Revision Surgery | Prof. Dr. Haluk Ünalp

Revision Surgery

WHAT IS REVISION SURGERY?

Nowadays, we have started to hear about revision surgeries more frequently after obesity surgeries. The revision comes from English "revision". The Turkish equivalent of revision surgeries can be translated as correction and adjustment operations. As the name suggests, an operation must be performed first, and the operation must either be unsuccessful or inadequate or cause a complication. In these cases, if the operation is re-operated for correction or adjustment, revision surgery is called in the general name of these surgeries.
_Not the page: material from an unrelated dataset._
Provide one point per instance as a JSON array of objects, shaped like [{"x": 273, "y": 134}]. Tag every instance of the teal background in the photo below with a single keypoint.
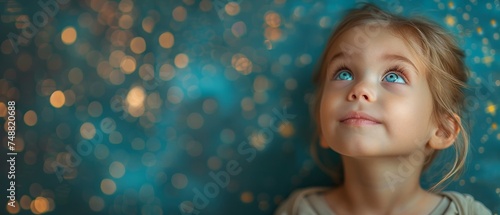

Revision surgeries don't just describe a surgery. Since the problem will be different in every patient, revision surgeries are also different from each other. It is very important for what the patient should have a revision surgery and what kind of treatment plan the physician will make in the face of this problem and operate the patient. Because revision surgeries are more difficult, more complicated and technically more risky than the first surgery. These are the initiatives in which the physician's experience comes to the fore. Because an attempt has been made to cut or completely change the original structure before, and therefore the anatomy is different from what is known. On the other hand, severe adhesions have occurred due to the previous surgery, and these adhesions always appear as a problem, even a risk, during revision surgery. Adhesions can change the location of mobile organs such as the intestines. During the surgery, the surgeon may not be able to reach the area to be operated due to adhesions, and sometimes adhesions may be so high that the surgeon may not be able to recognize the organ. Procedures to separate these adhesions from each other may cause organ injury. Therefore, it is very, very important for the physician to be experienced.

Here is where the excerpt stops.